It appears McMinnville officials have done it again.
Budget discussions are about to begin and Alderman Everett Brock made an preemptive strike, instructing all department directors to tighten their budgets, be prepared to justify the remaining items on their wish lists for the upcoming year, and hinted the city is financially strapped at this time.
I can’t help but wonder why? Could it have been a $10 million renovation and expansion of the Civic Center?
I think so. Exhibit A: When they discussed construction of a new station for McMinnville Police Department, Brock urged them to stay within $2 million because that number was what he used in determining if the city could afford a $10 million project. However, that lower number was from previous estimates and the cost of everything has skyrocketed and now it’s $3 million. I suspect it will be more than that.
I say they’ve done it again because I’m getting a sense of déjà vu. Officials went all in on the Main Street renovation project with $5 million in improvements back in 2004. It looked amazing. Once phase one was complete the following year, phase two stalled.
Officials started to discuss phase two in 2007 and more than one option was that the project should be scaled back in order to keep it within the $1.2 million grant from TDOT. I remember comments about spending too much on Main Street and how they wanted to mimic the appearance of Main Street without spending too much.
When that happens to the rest of us, it’s called buyer’s remorse, a sense of regret after having made a purchase. It is frequently associated with the purchase of an expensive item. Buyer’s remorse can be crippling. Everything that came after the Main Street project was scrutinized financially, cuts made and lesser projects postponed.
Fast forward to 2019 and this group of city officials (important to note: many different faces than in 2005) approved borrowing up to $10 million to be spent on one single project: renovate and expand the Civic Center.
Buyer’s remorse took hold of some elected officials prior to sealing the deal. Alderman Kate Alsbrook seemed to be the most concerned about the actual cost of this project and the unforeseen cost that will come once the building is complete. I’m sure that expanded Wellness Room will need new equipment to fill it up.

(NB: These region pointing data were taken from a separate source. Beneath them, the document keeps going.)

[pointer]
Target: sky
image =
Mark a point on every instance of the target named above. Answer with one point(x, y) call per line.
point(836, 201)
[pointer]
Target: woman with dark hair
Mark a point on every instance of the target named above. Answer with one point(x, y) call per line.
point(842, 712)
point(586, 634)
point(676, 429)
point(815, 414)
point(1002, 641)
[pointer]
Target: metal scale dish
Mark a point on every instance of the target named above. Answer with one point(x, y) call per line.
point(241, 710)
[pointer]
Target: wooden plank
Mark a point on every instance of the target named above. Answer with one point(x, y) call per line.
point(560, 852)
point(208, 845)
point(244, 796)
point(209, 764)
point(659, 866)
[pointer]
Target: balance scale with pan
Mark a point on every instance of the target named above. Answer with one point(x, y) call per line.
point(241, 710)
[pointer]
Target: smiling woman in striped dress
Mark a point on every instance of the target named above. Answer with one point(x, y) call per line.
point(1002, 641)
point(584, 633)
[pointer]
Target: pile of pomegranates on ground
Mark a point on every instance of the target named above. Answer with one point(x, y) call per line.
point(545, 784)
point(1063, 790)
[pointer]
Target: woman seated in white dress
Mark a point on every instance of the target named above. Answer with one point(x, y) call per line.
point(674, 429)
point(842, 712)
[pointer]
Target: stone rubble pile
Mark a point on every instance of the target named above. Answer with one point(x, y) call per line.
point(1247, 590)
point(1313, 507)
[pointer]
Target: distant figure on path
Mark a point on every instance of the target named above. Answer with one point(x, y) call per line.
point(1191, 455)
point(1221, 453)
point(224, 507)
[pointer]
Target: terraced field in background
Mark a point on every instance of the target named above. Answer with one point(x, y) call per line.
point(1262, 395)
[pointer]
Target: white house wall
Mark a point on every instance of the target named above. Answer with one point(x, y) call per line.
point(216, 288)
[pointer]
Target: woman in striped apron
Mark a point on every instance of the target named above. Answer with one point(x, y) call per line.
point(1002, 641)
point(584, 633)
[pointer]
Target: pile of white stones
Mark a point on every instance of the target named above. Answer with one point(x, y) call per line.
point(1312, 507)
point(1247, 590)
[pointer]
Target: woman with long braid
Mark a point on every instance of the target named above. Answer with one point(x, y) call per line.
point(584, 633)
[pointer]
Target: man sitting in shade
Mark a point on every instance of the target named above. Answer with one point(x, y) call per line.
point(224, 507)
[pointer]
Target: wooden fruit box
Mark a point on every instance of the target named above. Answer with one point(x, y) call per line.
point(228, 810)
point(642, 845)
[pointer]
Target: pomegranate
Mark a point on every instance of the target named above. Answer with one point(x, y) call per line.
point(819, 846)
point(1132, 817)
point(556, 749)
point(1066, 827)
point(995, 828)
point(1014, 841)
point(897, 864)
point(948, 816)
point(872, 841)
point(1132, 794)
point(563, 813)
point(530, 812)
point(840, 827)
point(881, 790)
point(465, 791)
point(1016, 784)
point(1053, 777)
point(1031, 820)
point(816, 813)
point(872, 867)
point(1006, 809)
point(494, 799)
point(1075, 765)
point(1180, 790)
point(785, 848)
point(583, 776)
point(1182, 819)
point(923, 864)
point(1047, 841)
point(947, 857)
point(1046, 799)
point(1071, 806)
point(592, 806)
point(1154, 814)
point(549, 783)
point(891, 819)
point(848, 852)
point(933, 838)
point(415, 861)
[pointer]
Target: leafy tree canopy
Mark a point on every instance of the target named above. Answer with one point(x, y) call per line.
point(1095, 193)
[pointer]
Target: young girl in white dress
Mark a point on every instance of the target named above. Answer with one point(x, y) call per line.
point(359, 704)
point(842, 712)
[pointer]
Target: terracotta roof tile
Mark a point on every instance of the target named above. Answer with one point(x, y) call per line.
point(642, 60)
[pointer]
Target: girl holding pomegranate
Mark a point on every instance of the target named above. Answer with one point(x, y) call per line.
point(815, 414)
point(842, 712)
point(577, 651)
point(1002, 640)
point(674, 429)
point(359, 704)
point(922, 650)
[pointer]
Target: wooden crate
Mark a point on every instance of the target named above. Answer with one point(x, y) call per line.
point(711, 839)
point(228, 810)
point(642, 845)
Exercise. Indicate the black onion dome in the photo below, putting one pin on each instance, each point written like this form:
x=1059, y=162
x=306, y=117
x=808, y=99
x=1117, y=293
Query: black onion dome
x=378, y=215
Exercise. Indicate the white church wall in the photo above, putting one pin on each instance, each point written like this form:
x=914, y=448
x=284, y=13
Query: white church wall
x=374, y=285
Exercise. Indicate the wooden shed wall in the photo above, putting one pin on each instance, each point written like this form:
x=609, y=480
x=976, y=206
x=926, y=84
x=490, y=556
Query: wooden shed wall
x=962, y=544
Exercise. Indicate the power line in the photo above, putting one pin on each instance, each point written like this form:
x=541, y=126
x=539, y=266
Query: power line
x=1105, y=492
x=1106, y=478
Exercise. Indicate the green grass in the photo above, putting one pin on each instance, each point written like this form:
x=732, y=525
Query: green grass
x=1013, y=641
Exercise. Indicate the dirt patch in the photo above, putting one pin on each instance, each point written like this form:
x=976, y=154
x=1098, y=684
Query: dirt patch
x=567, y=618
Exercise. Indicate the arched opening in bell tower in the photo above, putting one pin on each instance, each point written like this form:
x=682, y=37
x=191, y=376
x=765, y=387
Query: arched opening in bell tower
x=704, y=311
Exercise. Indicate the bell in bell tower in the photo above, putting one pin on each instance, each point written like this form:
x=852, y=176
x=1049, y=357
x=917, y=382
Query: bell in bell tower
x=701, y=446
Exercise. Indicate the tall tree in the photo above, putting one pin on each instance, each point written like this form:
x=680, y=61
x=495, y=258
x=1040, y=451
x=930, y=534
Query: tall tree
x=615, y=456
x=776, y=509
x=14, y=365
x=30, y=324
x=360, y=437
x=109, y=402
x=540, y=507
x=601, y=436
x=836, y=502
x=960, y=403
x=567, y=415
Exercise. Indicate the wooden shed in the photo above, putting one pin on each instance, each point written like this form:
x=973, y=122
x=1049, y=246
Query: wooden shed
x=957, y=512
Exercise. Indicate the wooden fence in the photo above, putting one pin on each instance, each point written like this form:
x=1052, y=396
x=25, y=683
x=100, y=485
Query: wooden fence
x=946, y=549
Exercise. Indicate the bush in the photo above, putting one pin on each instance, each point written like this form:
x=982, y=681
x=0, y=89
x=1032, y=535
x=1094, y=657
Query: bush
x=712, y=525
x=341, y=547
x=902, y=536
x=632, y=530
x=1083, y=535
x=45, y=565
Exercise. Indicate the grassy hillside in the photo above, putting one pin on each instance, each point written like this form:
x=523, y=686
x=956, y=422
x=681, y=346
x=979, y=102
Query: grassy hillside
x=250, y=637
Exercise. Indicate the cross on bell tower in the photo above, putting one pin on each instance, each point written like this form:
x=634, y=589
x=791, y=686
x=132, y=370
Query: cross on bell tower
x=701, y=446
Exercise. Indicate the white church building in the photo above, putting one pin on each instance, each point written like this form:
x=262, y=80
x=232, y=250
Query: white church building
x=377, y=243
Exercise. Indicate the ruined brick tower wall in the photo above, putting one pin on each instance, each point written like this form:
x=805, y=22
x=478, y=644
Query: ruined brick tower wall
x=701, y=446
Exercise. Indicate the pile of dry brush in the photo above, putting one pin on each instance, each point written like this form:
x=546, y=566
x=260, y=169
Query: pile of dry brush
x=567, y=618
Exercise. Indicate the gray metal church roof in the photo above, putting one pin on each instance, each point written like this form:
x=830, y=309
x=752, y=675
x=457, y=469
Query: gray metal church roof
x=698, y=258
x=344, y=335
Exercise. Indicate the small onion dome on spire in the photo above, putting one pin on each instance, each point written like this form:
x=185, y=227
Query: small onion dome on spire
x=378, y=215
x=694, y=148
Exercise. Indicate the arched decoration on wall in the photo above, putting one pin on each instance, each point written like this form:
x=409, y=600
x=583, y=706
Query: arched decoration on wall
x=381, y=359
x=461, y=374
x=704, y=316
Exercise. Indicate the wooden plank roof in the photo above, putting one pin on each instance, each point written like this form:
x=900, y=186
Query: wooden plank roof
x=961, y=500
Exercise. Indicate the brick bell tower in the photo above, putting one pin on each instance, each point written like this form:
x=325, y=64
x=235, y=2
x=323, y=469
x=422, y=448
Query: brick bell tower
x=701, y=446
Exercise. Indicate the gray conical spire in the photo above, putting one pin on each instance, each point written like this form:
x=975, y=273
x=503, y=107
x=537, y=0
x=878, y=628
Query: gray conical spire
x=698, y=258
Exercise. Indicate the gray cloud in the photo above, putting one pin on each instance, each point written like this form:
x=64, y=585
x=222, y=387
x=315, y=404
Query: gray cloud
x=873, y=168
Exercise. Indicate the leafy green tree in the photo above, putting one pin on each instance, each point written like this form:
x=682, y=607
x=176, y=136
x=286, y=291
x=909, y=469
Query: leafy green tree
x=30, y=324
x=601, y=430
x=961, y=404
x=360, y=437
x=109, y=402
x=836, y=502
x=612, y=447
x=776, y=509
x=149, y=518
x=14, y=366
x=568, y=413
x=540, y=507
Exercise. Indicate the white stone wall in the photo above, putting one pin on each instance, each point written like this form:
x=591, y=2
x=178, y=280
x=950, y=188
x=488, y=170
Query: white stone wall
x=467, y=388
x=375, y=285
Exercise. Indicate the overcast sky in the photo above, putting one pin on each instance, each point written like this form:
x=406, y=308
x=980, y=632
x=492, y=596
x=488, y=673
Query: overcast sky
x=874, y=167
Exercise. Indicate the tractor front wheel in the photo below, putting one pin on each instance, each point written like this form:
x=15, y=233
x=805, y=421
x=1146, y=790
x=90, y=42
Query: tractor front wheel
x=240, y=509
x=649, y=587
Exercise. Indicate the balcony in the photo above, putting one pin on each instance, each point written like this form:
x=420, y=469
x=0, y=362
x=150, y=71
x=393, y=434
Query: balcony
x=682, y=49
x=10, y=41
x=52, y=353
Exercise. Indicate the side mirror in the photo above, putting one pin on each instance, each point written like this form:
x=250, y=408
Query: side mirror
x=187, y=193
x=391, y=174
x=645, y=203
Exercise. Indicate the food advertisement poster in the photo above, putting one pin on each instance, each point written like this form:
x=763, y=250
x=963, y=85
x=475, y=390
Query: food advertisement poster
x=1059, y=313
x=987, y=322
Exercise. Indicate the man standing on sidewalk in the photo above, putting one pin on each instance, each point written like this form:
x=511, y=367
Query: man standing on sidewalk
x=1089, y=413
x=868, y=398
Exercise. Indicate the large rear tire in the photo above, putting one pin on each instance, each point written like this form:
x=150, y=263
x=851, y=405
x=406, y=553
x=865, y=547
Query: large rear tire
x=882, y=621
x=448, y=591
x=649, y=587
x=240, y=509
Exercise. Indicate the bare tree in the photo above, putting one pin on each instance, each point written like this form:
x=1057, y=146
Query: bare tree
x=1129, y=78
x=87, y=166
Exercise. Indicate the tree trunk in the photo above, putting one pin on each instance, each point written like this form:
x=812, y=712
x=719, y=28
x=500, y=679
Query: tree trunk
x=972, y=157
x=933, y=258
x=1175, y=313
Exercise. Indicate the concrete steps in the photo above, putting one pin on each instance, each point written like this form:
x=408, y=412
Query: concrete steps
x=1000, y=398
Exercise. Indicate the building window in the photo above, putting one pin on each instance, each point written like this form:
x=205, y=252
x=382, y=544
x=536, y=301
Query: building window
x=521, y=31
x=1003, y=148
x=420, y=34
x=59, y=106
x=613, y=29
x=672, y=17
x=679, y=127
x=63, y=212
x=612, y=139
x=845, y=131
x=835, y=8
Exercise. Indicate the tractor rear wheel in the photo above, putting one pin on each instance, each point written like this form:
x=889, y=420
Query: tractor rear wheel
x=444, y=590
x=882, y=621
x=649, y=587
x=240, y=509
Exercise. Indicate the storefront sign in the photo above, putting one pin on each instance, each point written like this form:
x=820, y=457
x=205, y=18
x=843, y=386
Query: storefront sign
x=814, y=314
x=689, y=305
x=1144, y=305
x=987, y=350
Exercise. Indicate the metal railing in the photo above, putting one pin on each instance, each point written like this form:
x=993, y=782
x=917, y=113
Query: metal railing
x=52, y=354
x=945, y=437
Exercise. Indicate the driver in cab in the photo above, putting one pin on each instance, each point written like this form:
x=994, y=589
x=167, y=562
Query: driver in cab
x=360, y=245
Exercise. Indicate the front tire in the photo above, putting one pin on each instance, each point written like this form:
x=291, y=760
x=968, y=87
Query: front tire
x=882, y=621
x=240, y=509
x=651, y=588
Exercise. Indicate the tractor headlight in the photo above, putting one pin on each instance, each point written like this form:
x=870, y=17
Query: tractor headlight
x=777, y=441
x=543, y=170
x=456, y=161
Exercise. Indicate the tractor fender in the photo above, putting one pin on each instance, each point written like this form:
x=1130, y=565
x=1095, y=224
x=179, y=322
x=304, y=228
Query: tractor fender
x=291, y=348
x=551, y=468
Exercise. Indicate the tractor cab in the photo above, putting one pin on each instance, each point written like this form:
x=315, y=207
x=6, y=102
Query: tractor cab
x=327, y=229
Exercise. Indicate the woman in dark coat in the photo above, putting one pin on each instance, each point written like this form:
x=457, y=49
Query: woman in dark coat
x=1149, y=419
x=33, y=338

What will follow the $10 million expenditure will be cutbacks for the departments and other projects postponed. I can envision the city putting a temporary halt to street paving, which has always been the first item to be scaled back.
I don’t think the Civic Center needed $10 million, not if all other departments and projects will have to suffer financially for a while to fund it.
The first city meeting to discuss budgets for fiscal year 2019-20 is slated for June 3 at 7 p.m.